BUFFALO, N.Y. (WKBW) — With a lack of primary care doctors in under-served communities, the University at Buffalo’s Jacobs School of Medicine is offering scholarships to medical students with a promise of staying to live and practice medicine right here in Western New York.
7 News Senior Reporter Eileen Buckley met with a student who made the pledge and why this is so important to Buffalo.
“The community is great. I love being here,” declared Megan Cloutier, medical student.
Each Monday afternoon UB Jacob School of Medicine student Megan Cloutier comes to see patients at the Hertel-Elmwood Internal Medicine Center in north Buffalo.
Cloutier, a Niagara Falls native, is graduating from medical school at the end of this month but will continue her residency work for the next three years.
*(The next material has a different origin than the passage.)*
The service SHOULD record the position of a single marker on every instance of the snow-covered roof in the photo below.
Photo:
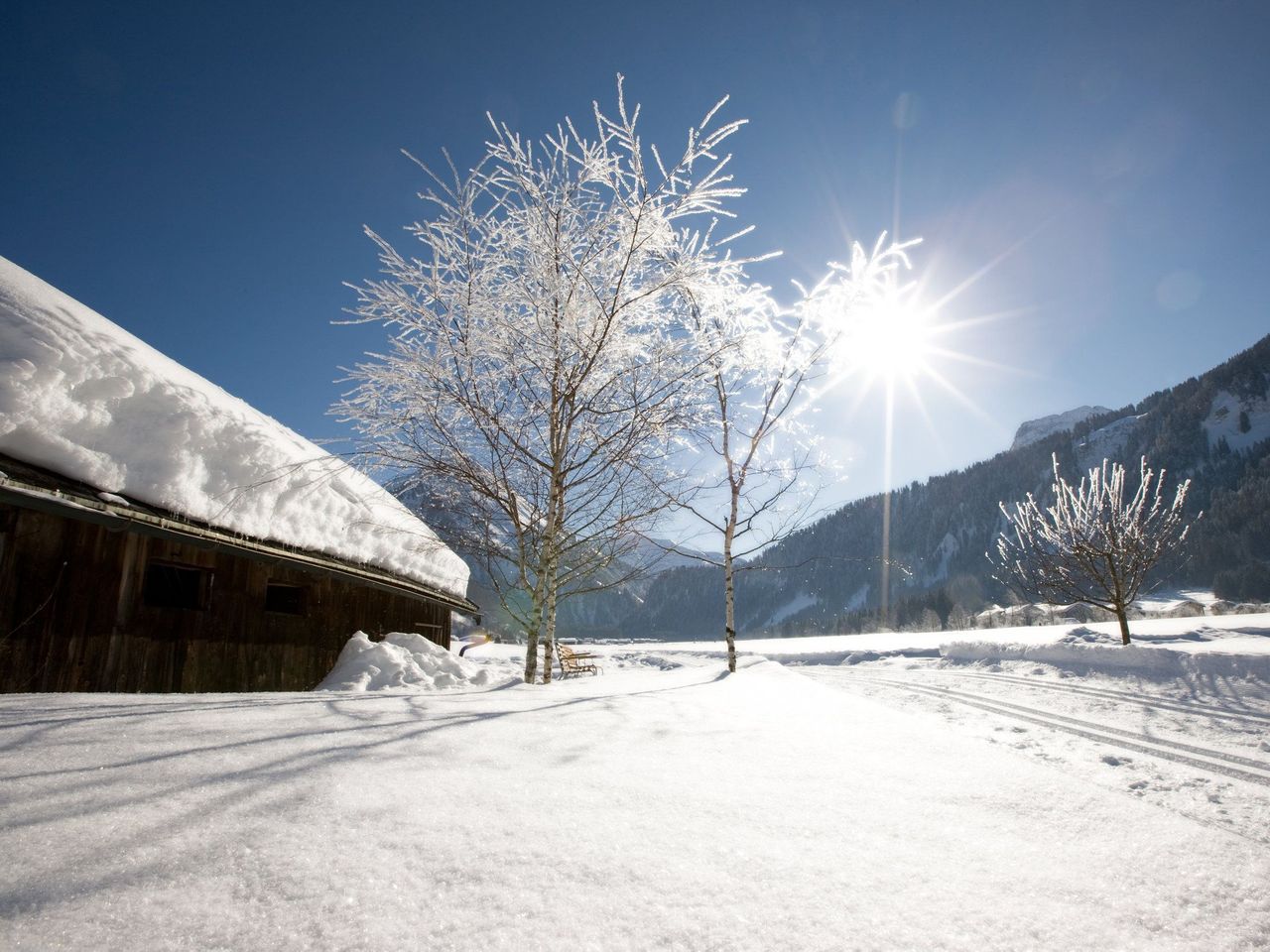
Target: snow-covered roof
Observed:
(85, 399)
She has been able to help pay for med school thanks to Western New York medical scholarships.
“It's really important to realize that this came from our local physicians and our local business leaders who said we need to keep our medical students in Western New York to be our next generation of primary care physicians,” explained Allison Brashear, dean, Jacobs School of Medicine & Biomedical Sciences.
With projected doctor shortages and underserved communities lacking primary care physicians, Dean Brashear tells me these scholarships are a way to get students to pledge to stay local once they become a doctor.
“There's about a 20% projected physician shortage in our area and this is one way that we can get medical students to come to stay and live, do the residency, and stay in Buffalo. The people who get these scholarships have to have at least five years committed after their training to practice in Buffalo and well, of course, once someone comes to Buffalo, they want to stay in Buffalo,” noted Brashear.
The UB medical student tells me thanks to this scholarship program, she now has the chance to map out her future as a doctor right here in Buffalo.
“I'm definitely excited to stay here especially doing primary care because it's so needed,” reflected Cloutier. “There are some patients that all their notes are just from hospital visits and they never come into see a doctor and get their problems managed until its kind of too late and end up getting admitted.”
The scholarship program is also designed to encourage Buffalo students to consider a career as a doctor with a future chance to reach underserved populations.
“One way we can improve the health of the communities and have more physicians in the community, that looks like the community — that is our goal to improve the health of the community and we can do that in one way by bringing more students from the region to stay here and practice in Buffalo,” responded Brashear.
Local doctors and UB have worked to continue raising dollars for the Western New York Medical Scholarships fund.
The scholarships are available to first-year medical students who graduated from a high school located in one of the eight counties of Western New York. Anyone can make a contribution to the program.
“We raised about $4 million and we gave out scholarships this year, we hope to give out many more. And really, part of what we want to talk about is how important this is because we want students to be able to stay here, and we want them to choose primary care. We need more doctors and we have more doctors retiring and we need to really make sure that we have that pathway to bring in a new generation of physicians,” replied Brashear.